The University of Texas MD Anderson Cancer Center has a colorful history. It is the product of Monroe Dunaway Anderson’s vision and creativity. After moving to Texas to build the largest cotton company in the world with partner and brother-in-law Will Clayton, Anderson worried that as soon as one of them died their business would go under due to hefty estate taxes. So he created a charitable organization called the MD Anderson Foundation and donated $300,000 of his own money to it. Following his death in 1939, the foundation received $19 million.
In 1941, Anderson’s trustees discovered that the Texas legislature had authorized the University of Texas to build a hospital for cancer research and treatment within the state. The Anderson Foundation offered to match the legislature’s $500,000 for this health center as long as it would be built in Houston and named after the charity’s founder. An agreement was made to create this facility in the Texas Medical Center, which was also an Anderson Foundation project.

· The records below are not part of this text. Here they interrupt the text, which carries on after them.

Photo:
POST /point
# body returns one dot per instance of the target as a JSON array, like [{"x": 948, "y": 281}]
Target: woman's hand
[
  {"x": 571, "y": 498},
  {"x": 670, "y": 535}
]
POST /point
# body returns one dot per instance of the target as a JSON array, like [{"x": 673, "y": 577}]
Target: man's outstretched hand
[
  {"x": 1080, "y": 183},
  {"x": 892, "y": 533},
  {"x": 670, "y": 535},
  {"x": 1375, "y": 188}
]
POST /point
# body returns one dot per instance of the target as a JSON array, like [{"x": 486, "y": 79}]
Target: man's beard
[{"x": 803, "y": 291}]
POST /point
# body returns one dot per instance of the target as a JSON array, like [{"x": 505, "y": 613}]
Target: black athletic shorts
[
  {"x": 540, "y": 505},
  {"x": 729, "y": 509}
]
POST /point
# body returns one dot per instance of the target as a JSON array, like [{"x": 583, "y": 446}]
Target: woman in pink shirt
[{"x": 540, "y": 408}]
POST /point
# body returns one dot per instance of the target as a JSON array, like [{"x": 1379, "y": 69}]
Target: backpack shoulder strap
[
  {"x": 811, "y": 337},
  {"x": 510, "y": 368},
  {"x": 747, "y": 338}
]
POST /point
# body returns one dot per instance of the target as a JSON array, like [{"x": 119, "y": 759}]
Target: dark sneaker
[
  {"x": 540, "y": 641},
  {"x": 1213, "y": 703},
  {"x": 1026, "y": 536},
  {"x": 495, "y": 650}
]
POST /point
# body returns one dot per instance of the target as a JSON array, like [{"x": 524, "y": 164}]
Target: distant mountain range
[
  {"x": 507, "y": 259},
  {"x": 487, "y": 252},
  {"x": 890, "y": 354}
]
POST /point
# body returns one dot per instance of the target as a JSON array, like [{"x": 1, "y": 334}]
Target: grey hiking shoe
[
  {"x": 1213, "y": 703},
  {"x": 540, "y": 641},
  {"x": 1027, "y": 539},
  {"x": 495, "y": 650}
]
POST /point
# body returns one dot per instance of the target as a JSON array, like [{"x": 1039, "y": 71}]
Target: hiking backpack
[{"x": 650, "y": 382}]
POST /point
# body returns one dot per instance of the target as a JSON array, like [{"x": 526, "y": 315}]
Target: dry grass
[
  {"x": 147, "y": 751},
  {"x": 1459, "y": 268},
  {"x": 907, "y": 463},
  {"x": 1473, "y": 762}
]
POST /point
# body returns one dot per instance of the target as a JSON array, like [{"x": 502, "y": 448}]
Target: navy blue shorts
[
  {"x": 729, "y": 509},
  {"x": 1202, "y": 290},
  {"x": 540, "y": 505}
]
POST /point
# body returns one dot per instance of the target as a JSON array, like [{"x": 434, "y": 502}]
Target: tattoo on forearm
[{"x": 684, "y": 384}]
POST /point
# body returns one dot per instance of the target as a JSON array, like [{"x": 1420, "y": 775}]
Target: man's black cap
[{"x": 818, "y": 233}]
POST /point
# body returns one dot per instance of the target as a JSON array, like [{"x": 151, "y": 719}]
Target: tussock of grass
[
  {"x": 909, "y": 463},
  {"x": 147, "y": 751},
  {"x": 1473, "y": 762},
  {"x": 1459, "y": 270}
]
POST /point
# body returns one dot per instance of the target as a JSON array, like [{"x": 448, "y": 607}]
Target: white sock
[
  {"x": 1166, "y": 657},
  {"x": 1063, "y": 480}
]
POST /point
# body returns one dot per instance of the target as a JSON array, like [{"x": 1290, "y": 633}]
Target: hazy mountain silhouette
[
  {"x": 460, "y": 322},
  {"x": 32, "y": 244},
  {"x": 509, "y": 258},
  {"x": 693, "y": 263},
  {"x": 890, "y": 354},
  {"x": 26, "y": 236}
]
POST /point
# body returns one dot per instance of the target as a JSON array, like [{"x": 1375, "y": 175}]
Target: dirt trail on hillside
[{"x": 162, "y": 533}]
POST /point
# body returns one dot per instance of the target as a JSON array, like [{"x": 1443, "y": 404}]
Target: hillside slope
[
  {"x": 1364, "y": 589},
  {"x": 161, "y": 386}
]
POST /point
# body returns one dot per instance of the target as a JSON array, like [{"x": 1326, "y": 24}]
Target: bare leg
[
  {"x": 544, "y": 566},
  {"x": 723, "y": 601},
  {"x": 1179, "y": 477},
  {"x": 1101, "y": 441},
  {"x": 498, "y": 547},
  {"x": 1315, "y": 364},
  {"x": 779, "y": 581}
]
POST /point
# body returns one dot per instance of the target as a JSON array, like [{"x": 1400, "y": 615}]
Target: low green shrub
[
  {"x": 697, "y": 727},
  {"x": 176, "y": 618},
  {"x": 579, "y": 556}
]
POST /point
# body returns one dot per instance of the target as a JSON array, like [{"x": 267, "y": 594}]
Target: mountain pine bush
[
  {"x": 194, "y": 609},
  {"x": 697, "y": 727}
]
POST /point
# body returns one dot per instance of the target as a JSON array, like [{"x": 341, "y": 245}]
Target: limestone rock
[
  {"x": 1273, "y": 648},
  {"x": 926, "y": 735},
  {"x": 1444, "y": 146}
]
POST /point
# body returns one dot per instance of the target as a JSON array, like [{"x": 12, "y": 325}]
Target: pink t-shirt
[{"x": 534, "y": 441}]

The hospital operated from this location for 10 years, adding some war-surplus buildings in the late 1940’s. In March of 1954, the center moved to its current site.
Today the Center is part of the University of Texas system and is committed to eradicating the threat of cancer. It works to integrate patient care, prevention and research while also training future medical professionals. The hospital is accredited by the Commission on Colleges of the Southern Association of Colleges and Schools, which affirms that MD Anderson is a major teaching institution.
MD Anderson provides multidisciplinary care to patients, survivors and people who are at risk for developing cancer in their lifetimes. Through the Division of Cancer Prevention and Population Sciences at the Center, pioneering research is conducted in biologic, genetic, environmental, behavioral and social factors that influence the growth of different cancers. In addition, research is designed to understand how behavioral, surgical, medical and social interventions can help prevent or reduce the risk of getting this disease.
With help from the Duncan Family Institute for Cancer Prevention and Risk Assessment, the division is discovering promising answers through research and clinical studies to eliminate cancer’s threat to the public. Patients can come to the center for risk assessments, screening exams based on genetics, age and gender and personalized risk-reduction strategies.
Since 1944, approximately 900,000 patients have come to the center for therapies, surgery, chemotherapy, radiation and proton therapy, immunotherapy or combinations of these treatments. Physicians treat cancer from a multidisciplinary approach pioneered at MD Anderson. Teams of experts converge across different disciplines to determine the best treatment for patients. Furthermore, since the center’s professionals all focus exclusively on cancer, they’re accomplished in treating all types of this disease, even the rarest varieties.
MD Anderson is the only National Cancer Institute (NCI)-designated cancer hospital with its own emergency center. In addition, this hospital has received other national recognition over the years. In 2011, the radiation oncology practice was accredited by the American College of Radiology and the American Society for Therapeutic Radiation and Oncology. During the previous year, MD Anderson was redesignated with Magnet Nursing Services Recognition from the American Nurses Credentialing Center. This is an honor it originally received in 2001.
MD Anderson’s Thoracic Center treats more patients with mesothelioma than almost any other facility in the nation. More than 30 medical oncologists, surgeons, radiation oncologists, pulmonologists and pathologists, who are all mesothelioma experts, work closely to create the best treatment for every patient suffering from this cancer.
The researchers at MD Anderson are dedicated to finding more precise methods to diagnose mesothelioma, creating targeted radiation therapy that focuses on cancer cells and discovering innovative ways to help the body combat the disease. MD Anderson also offers the latest and least-invasive mesothelioma surgical techniques.
Clinical trials and research studies that aren’t accessible at other centers can be found at MD Anderson. Furthermore, physicians who provide care to mesothelioma patients are always looking for ways to treat the whole person during this fight to erase the disease’s effects.
Mesothelioma specialists at the University of Texas MD Anderson Cancer Center include Dr. Anne Tsao and Dr. David Rice. Dr. Tsao is the Director of the Mesothelioma Program/Thoracic Chemo-Radiation Program and is one of the nation’s leading experts on malignant mesothelioma. She also has expertise in thoracic, head, and neck oncology. Dr. Rice is an Associate Professor in the Department of Thoracic & Cardiovascular Surgery. He is the director of the Minimally Invasive Surgery and Mesothelioma Programs.